Natural da capital sul-mato-grossense, o jogador da Atalanta, da Itália, foi chamado pelo técnico Carlo Ancelotti para substituir o lateral-direito Wesley, cortado da competição após sofrer uma lesão muscular na coxa esquerda durante amistoso da Seleção.

A notícia mobilizou não apenas torcedores e familiares, mas também aqueles que acompanharam de perto os primeiros passos do atleta. Entre eles está o Instituto Bola de Ouro, projeto social esportivo onde Éderson iniciou sua formação ainda criança e construiu os alicerces que o levariam ao futebol profissional.

Para os responsáveis pelo instituto, a convocação representa muito mais do que uma conquista individual. É a confirmação de que um trabalho desenvolvido há mais de duas décadas, voltado à formação esportiva e cidadã de crianças e adolescentes, pode transformar vidas.
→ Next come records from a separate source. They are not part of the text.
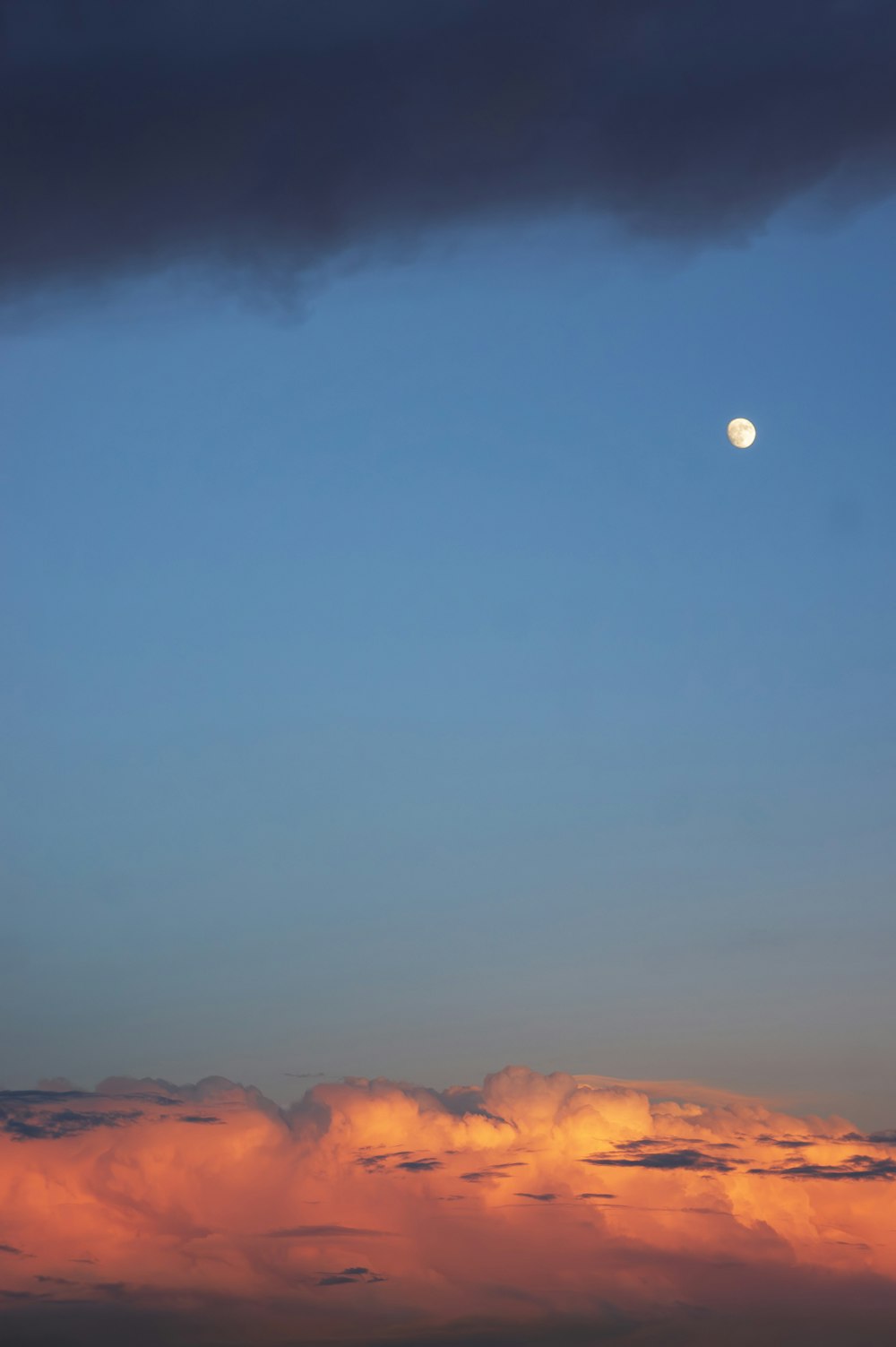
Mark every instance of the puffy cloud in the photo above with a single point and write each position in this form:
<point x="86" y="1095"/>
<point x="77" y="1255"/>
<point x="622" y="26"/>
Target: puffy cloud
<point x="136" y="136"/>
<point x="371" y="1207"/>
Segundo o presidente do Instituto Bola de Ouro, professor Jairo Cesar, que conversou com a reportagem do Correio do Estado, Éderson chegou ao projeto aos seis anos de idade e rapidamente chamou a atenção pelo talento acima da média.

"Falar sobre a trajetória do Éderson é, para nós, reviver a essência do que construímos ao longo de 21 anos no Instituto Bola de Ouro. Ver um dos nossos pupilos vestir a camisa da Seleção Brasileira não é apenas um feito esportivo; é a materialização de um compromisso social que iniciamos quando ele tinha apenas seis anos", afirmou.
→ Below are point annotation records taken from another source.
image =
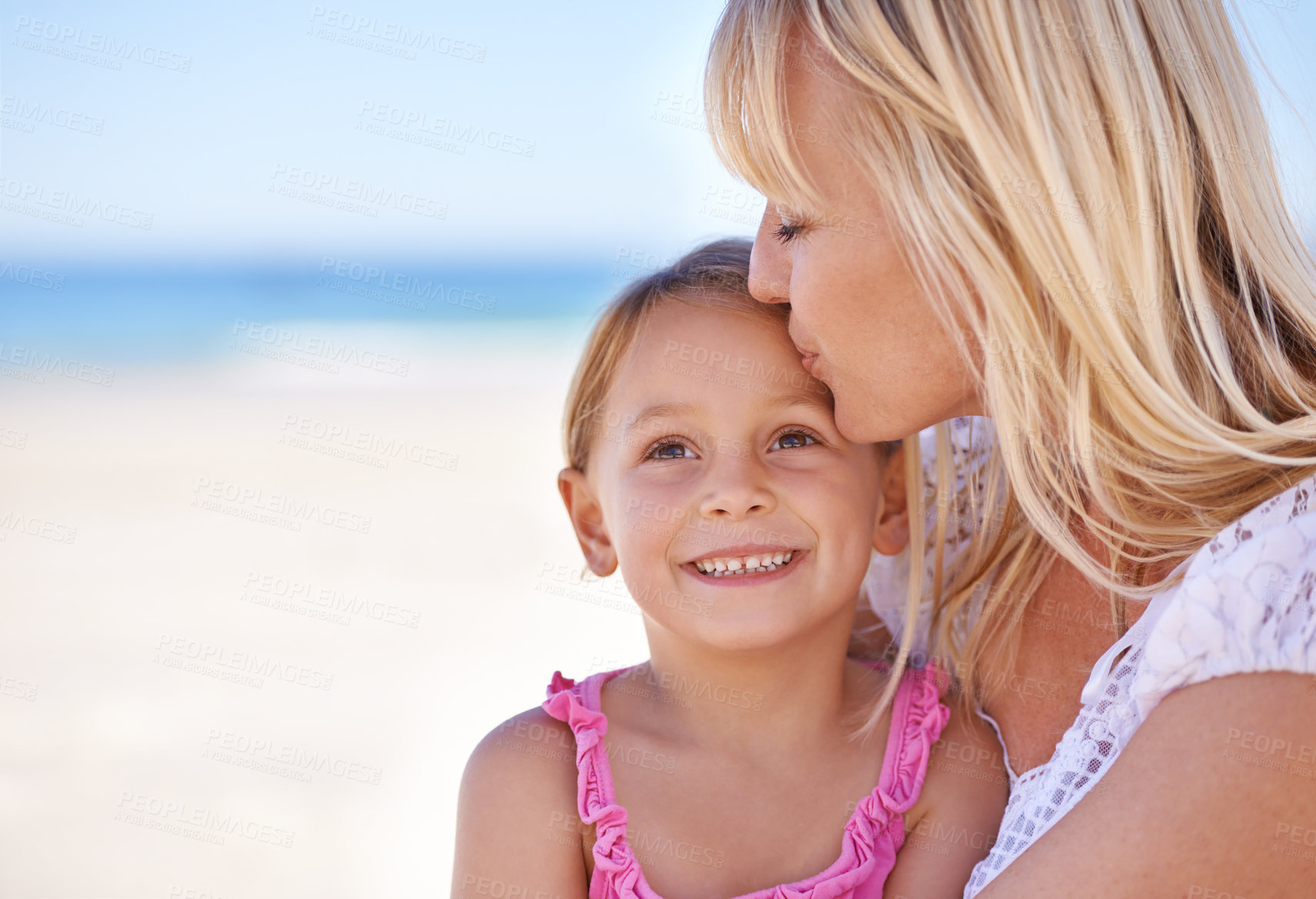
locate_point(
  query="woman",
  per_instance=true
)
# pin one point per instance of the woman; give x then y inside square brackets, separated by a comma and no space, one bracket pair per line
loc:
[1065,216]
De acordo com o educador, o volante já apresentava características que o diferenciavam dos demais atletas da mesma idade.

"O Éderson sempre foi um garoto singular. Dentro de campo, demonstrava uma maturidade técnica notável, atuando sempre em categorias superiores à sua faixa etária. Fora dele, cultivava valores raros: era prestativo, empático e comprometido com o bem da comunidade, como bem lembramos de suas ações voluntárias no Asilo São João Bosco", recordou.
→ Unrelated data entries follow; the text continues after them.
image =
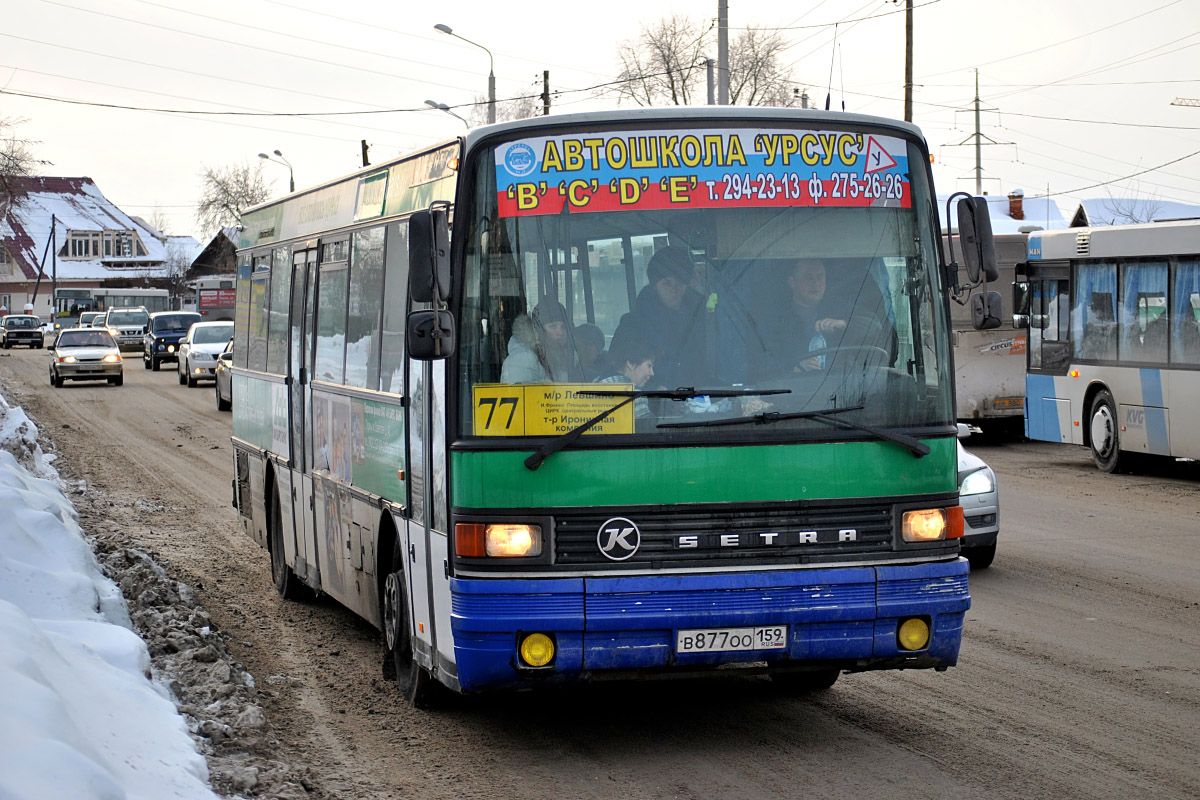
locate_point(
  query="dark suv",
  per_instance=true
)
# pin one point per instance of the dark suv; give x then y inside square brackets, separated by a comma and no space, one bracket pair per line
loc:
[22,329]
[163,332]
Foto: Arquivo do Instituto Bola de Ouro.

Além dos treinamentos, o atleta participou de ações sociais promovidas pela instituição, incluindo atividades voluntárias junto ao Asilo São João Bosco, experiências que ajudaram a moldar valores que, segundo os educadores, permanecem presentes em sua trajetória.

Superação antes do sucesso

A caminhada rumo ao futebol de alto rendimento, porém, esteve longe de ser simples.

Em um dos momentos mais delicados da juventude, Éderson enfrentou uma reprovação em uma avaliação realizada em São Paulo. O resultado abalou sua confiança e o fez considerar abandonar o sonho de se tornar jogador profissional.

Foi nesse período que o suporte recebido no Instituto Bola de Ouro se tornou decisivo.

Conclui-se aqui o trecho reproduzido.